Pero advertir la motivación profunda de la necesidad del matrimonio uno e indisoluble como marco necesario para el ejercicio de la actividad sexual a fin de que sea digno de la persona humana –y, por tanto, bueno éticamente—, pide una ulterior reflexión. Darse cuenta, en efecto, de que, como el ser humano –todo ser humano— ha sido creado por Cristo y para Cristo, la unión matrimonial de que se habla es participación en el misterio de amor de Cristo por la Iglesia. Por eso, al mismo tiempo que exigencia antropológica, es don o gracia de Dios para la realización de la bondad de la sexualidad.
La conclusión es que, en cuanto virtud propia de los casados, la castidad conyugal está indisociablemente unida al amor conyugal. Integra la sexualidad de tal manera que puedan donarse el uno al otro sin rupturas ni doblez. Está exigida por el respeto y estima mutuos que como personas se deben ya los esposos; además de que así lo reclaman también los otros bienes del matrimonio. Es una virtud que está orientada al amor, la donación y la vida.
b) La virginidad o celibato en la integración de la sexualidad  
La pregunta que aquí se plantea es la misma que se hacía a propósito del matrimonio: cómo realizan, la virginidad o celibato, la bondad de la sexualidad, es decir, en qué consiste la castidad que debe caracterizar a la virginidad o celibato por el reino de los cielos.
Uno de los elementos propios de la virginidad es la práctica de «la castidad en la continencia». El que sigue ese estado de vida ha elegido la abstinencia absoluta y total de cualquier actividad sexual. Sin embargo, la excelencia de la virginidad no se debe sin más a la renuncia a la actividad sexual. Esa actividad practicada según el orden y modo debidos es buena. «La Revelación cristiana –dice Familiaris consortio— conoce dos modos específicos de realizar integralmente la vocación de la persona humana al amor: el matrimonio y la virginidad». La razón de la excelencia de la virginidad hay que buscarla, por tanto, en el motivo de esa renuncia, que de esa manera se hace realización posible del bien de la sexualidad.

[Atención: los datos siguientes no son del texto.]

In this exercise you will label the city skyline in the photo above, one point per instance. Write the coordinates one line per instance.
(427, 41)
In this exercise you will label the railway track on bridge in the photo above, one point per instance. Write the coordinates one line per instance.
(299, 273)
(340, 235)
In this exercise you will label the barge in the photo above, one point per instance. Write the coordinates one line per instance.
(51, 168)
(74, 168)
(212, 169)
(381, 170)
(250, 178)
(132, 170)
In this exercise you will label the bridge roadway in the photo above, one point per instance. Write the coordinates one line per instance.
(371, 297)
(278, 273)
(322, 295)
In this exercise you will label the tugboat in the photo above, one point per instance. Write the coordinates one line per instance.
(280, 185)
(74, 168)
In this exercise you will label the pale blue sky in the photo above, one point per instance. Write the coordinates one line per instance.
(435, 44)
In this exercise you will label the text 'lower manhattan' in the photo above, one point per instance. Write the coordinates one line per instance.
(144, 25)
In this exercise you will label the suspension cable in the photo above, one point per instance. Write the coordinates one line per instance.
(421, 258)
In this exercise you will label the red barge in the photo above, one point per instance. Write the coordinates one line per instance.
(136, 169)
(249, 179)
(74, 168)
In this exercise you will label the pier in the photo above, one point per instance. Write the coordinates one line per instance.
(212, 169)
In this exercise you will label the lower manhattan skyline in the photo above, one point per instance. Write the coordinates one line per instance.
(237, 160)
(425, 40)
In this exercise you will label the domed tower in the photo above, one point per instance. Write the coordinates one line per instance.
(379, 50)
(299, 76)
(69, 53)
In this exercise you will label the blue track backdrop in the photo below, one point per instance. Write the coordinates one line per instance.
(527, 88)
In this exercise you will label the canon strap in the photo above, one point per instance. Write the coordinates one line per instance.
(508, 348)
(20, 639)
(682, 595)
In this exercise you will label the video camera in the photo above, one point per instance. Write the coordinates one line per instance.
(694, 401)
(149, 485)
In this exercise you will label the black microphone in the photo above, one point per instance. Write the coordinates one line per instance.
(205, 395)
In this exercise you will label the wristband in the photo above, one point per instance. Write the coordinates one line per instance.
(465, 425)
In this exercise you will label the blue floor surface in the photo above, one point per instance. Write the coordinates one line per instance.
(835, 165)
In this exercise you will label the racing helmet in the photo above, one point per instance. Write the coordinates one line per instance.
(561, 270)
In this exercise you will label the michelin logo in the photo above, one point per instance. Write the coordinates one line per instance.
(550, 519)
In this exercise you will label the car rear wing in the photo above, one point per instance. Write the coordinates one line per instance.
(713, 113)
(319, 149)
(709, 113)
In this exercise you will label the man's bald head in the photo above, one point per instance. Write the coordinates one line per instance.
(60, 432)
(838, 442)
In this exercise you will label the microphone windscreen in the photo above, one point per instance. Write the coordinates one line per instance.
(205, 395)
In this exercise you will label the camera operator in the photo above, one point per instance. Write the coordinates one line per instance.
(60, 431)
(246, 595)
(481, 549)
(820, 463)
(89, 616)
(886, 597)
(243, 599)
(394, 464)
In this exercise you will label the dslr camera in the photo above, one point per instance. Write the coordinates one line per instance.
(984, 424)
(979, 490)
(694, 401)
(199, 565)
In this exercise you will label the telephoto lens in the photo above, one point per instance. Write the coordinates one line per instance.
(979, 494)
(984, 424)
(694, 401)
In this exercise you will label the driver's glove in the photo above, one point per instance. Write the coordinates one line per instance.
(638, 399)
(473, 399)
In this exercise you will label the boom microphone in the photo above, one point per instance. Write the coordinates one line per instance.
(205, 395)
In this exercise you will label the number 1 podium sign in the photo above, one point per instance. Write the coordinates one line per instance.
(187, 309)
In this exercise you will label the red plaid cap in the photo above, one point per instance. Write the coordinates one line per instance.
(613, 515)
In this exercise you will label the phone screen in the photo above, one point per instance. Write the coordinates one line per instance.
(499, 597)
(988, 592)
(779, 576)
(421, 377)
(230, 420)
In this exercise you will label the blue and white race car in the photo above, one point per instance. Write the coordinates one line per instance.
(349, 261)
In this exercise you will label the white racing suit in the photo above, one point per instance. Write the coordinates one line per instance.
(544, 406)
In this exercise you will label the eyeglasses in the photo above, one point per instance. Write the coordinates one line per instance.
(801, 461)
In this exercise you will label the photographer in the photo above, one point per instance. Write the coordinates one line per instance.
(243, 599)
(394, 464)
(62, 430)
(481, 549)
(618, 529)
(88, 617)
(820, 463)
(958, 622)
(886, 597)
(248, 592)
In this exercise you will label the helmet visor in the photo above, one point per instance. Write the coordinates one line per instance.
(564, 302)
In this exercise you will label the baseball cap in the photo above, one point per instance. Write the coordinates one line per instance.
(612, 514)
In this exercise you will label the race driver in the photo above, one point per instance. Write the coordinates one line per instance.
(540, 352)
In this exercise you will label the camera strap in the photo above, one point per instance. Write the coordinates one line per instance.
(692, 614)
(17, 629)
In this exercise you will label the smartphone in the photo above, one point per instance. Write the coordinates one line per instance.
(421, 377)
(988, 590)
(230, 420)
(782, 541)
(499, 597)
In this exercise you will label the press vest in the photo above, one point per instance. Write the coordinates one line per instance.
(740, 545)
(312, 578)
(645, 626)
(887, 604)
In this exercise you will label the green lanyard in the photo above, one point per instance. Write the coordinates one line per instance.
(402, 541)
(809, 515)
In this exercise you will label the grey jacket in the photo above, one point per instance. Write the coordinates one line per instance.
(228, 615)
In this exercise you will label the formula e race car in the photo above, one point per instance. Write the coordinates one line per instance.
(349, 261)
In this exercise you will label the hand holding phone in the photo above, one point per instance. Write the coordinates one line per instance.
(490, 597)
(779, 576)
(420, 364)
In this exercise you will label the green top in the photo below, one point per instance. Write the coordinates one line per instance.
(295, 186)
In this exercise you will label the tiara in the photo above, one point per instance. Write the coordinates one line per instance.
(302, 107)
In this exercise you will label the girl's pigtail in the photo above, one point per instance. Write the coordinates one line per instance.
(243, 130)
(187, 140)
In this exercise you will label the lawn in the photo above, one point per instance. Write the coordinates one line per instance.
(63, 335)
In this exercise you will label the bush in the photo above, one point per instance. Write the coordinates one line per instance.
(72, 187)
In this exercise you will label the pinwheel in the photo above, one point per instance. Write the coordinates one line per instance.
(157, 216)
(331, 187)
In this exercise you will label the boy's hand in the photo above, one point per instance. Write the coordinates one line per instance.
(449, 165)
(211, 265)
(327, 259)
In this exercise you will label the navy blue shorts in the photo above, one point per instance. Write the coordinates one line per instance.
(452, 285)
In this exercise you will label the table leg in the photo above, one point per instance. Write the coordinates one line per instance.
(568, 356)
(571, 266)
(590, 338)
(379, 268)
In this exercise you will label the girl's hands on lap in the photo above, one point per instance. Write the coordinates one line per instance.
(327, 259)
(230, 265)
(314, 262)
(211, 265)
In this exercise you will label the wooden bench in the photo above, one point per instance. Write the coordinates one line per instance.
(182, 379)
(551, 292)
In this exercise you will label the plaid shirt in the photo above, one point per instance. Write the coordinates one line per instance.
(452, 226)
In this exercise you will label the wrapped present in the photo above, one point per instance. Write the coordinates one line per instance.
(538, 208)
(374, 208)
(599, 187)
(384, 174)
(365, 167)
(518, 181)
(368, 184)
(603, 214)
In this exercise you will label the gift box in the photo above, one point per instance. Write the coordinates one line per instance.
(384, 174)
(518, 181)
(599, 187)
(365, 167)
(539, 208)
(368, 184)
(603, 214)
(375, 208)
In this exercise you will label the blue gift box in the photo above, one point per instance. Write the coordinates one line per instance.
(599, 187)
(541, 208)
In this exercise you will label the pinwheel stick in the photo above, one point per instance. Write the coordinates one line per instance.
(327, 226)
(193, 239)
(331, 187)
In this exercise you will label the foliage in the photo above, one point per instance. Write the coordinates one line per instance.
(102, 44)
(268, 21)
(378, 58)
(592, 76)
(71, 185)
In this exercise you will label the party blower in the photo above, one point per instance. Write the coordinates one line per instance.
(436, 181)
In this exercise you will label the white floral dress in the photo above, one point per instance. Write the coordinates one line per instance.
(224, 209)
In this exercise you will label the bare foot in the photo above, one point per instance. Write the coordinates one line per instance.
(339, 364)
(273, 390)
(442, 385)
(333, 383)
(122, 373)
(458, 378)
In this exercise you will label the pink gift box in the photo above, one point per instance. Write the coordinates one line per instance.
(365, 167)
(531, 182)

Esa razón no es otra que «el vínculo singular que [la virginidad] tiene con el reino de Dios».
Para advertir que la virginidad es realización de la bondad de la sexualidad –esa es la cuestión planteada— ha de acudirse al misterio de Cristo, en quien, según recuerda Gaudium et spes, se revela plenamente la verdad entera sobre el hombre46. Porque es el amor de Cristo lo que, tanto el matrimonio como la virginidad, tienen que revelar o manifestar, un amor que, siendo total, es a la vez exclusivo y universal (todos y cada uno de los seres humanos es amado por el Señor con un amor único y personal: todos y cada uno pueden decir con verdad «me amó y se entregó a la muerte por mí»). Es evidente, sin embargo, que la donación sexual, por ir de persona a persona, sólo será total si es exclusiva. La exclusividad es intrínseca a esa donación porque se realiza a través de la corporeidad (esta persona y no otra). Para que esa donación, siendo total, sea a la vez universal, es necesario que quede excluida cualquier forma de actividad sexual. Sólo de esa manera es posible amar o donarse a todos y cada uno totalmente. La expresión de esa capacidad de donación es la continencia o exclusión de toda actividad sexual.